MK, tıpkı AKP gibi antidemokratik bir partiydi, tabanında işçiler, yoksullar ve orta sınıflar yer alıyor, bu unsurlar solla ve işçi hareketiyle çeşitli zeminlerde bir zamanlar bulunmuş olsa da MK hükümeti sokaktaki muhalefeti ezmeye ve gücü elinde toplamaya çalışıyordu. Darbe olduğunda MK tabanı da AKP tabanı gibi sokaklara çıktı. Rabiatul Adeviyye Meydanı’nda toplanan kitlelerin üzerine ordu ateş açtı. Daha sonra aynı meydanda ve Nahda Meydanı’nda toplanan darbe karşıtlarına dönük katliamlar gerçekleşti.
Solun darbeye ve İslamcılara karşı tutumu
Solun ezici bir çoğunluğu MK’yı ordunun kendisinden daha büyük bir tehdit olarak gördüğü için meydanlardaki kalabalığa sırtını döndü. Sol içinde orduya karşı tavır alan hareketler bile “ne darbe, ne MK” hattını benimsediler. Bunun sonucu bir yandan sokakta darbeye direnen kitlelerle aralarına mesafe koyarken, bir yandan da çok daha güçlü olan ordu ile MK’yı eşitleyerek orduya aktif bir muhalefet geliştirememeleri oldu.

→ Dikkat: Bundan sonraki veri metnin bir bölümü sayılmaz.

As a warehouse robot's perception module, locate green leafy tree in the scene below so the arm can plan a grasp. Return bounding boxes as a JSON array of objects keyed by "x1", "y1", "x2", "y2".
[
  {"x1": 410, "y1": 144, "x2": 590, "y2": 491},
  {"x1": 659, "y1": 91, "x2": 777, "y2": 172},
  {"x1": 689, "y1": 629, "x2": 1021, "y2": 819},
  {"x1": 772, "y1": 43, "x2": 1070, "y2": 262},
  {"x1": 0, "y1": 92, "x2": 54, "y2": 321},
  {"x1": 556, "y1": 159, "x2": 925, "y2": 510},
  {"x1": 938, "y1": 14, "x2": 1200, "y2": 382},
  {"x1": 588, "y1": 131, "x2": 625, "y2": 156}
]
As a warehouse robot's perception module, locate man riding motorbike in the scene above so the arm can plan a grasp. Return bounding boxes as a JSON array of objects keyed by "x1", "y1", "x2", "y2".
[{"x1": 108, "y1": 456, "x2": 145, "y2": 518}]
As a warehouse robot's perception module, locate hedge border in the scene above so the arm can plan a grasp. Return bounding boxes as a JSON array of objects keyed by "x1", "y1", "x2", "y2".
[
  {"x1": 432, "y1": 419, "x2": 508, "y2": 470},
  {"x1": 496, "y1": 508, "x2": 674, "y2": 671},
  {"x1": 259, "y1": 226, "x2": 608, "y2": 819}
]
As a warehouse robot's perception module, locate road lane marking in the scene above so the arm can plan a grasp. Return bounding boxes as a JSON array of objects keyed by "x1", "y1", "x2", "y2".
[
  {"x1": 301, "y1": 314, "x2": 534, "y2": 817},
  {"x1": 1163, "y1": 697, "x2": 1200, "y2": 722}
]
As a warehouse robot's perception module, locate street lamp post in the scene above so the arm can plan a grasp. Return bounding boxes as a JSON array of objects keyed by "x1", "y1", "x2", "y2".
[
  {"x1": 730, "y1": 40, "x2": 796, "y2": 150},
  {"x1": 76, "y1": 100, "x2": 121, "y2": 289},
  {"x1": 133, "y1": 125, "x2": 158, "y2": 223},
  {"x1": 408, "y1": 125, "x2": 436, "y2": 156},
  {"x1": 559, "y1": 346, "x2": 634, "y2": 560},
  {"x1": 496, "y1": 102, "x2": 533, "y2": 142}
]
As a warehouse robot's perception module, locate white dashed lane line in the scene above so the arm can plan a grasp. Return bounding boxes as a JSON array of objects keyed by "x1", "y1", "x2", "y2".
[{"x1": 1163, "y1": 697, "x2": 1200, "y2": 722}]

Hedef aldığı liderlikten bağımsız olan aktif bir “darbeye hayır” tutumu geliştirilemedi, ancak geç bir aşamada Devrimci Sosyalistler tarafından dile getirildi.
Solun bu tavrının temel sebebi MK liderliği ile tabanı arasındaki farkı gözetememesi ve bu tabana “gerici” olduğu gerekçesiyle ordudan daha büyük bir tehdit olarak bakmasıydı. Darbeye karşı biraz gecikmeli de olsa tavır alan ve MK tabanına dönük baskılara karşı çıkmak gerektiğini söyleyen Devrimci Sosyalistler, soldaki diğer güçler tarafından Mursi’ci olmakla, İslamcılara hatta faşistlere prim vermekle suçlandı. Dolayısıyla sol, MK tabanındaki yoksulları kazanacak bir politika geliştiremedi. Oysa böyle bir mücadele hattı hem darbeye karşı mücadelede işçi sınıfı ve yoksullarla omuz omuza gelebilir hem de MK’ye sempatiyle bakan tabana liderliğinin ikircikli tavrını teşhir etme şansını yakalayabilirdi.

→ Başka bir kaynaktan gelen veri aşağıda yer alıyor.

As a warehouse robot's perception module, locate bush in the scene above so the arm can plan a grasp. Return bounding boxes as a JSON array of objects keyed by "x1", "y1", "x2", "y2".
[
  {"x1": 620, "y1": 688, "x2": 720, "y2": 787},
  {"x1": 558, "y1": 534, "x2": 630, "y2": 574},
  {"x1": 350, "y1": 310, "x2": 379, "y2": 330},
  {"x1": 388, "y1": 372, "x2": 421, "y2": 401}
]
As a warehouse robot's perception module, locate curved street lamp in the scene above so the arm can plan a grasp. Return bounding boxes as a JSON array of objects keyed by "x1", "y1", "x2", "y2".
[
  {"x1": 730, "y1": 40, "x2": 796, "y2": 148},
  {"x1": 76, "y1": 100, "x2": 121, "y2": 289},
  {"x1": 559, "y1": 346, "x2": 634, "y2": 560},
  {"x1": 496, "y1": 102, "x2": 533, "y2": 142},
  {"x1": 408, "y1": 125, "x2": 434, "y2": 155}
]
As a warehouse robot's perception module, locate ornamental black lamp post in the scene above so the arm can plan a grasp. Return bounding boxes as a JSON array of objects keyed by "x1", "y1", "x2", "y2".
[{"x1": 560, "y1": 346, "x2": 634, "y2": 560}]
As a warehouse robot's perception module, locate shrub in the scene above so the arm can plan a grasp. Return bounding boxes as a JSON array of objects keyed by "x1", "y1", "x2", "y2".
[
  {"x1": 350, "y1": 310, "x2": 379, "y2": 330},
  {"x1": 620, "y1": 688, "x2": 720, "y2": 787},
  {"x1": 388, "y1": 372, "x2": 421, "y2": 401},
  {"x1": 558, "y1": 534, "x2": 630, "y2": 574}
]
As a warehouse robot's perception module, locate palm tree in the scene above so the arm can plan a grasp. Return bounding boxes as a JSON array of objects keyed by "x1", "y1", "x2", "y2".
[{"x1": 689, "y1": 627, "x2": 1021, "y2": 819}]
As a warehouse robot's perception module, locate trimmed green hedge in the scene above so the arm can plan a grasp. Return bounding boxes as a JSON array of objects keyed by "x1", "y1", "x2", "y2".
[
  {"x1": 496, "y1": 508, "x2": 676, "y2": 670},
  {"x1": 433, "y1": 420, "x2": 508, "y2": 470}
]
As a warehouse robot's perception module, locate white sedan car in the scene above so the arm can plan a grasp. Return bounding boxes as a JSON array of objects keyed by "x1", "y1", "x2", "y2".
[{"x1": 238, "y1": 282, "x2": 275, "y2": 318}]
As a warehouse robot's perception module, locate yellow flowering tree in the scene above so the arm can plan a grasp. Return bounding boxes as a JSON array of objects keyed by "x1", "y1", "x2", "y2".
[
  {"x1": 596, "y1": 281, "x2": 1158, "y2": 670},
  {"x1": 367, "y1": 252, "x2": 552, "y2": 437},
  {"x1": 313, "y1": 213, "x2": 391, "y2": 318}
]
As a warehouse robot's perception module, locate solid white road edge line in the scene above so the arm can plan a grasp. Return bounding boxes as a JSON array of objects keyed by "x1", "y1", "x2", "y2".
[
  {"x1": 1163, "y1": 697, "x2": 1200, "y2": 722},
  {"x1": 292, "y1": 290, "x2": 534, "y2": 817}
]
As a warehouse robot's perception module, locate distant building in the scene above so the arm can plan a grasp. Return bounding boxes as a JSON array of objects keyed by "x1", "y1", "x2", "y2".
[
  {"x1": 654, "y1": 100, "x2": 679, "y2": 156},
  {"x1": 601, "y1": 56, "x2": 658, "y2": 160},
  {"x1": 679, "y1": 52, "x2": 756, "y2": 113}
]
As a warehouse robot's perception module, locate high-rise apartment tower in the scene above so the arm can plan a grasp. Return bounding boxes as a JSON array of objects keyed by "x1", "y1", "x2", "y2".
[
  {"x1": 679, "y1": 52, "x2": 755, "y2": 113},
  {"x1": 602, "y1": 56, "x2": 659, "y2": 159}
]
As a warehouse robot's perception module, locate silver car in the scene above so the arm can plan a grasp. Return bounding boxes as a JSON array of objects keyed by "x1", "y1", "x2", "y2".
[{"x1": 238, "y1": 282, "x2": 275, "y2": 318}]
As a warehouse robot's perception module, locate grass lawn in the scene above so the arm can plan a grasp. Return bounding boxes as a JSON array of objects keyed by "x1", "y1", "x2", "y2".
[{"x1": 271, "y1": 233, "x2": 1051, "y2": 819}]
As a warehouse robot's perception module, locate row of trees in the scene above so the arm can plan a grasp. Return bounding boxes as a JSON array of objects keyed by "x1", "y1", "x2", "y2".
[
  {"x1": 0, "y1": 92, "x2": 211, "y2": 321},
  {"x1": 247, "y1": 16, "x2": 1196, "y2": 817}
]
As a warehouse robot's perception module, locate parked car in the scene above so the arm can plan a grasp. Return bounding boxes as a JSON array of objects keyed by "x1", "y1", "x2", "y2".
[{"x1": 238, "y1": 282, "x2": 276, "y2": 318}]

Darbenin sadece MK’yı hedef almadığı kısa sürede ortaya çıktı. El Sisi cuntası başta işçi ve gençlik hareketi olmak üzere 25 Ocak Devrimi ile bağlantılı her tür hareketi ve örgütlenmeyi hatta devrimden kalan en ufak bilinç kırıntısını bile hedef alıyordu. Devrimciler sokaklarda öldürüldü, pek çoğu tutuklandı. Darbeye karşı ikircikli tutumun bedelini hem sol hem de işçi hareketi çok ağır ödedi.
Devrimci Sosyalistler üyesi Semih Necip kısa süre önce yazdığı bir yazıda Mısır’daki devrimcilerin darbeye yaklaşımını şöyle anlatıyor: “Darbenin ilk yılında, çoğu gerçekliği reddediyordu ve sanki devrim sürüyormuş ve darbe kısa sürede sona erecekmiş gibi çalışmaya devam ettiler. Darbenin görece istikrarlı ve sağlam olduğu anlaşılınca bu reddiye derin bir moral bozukluğu ve neredeyse teslimiyete dönüştü.” Benzer bir kaderi paylaşmıyor oluşumuzda 15 Temmuz gecesi sokağa çıkanların payı var. Ancak aynı tehditle yeniden karşılaşabilir veya hükümetin gücünü tüm muhalefeti ezmek üzere harekete geçirmesi tehdidiyle karşılaşabiliriz. Bu tehditleri savurmak üzere sol, sokağa çıkan ve darbeye direnen kitleler ile bağ kurmaya, idam ve milliyetçilik eksenli sağcı propagandaya karşı bu kitleleri barış, emek, demokrasi eksenine çekmeye çalışmalı ve Mısır’daki yoldaşların Temmuz darbesinden çıkardığı derse uyarak örgütlenmeli, örgütlenmeli, örgütlenmeli.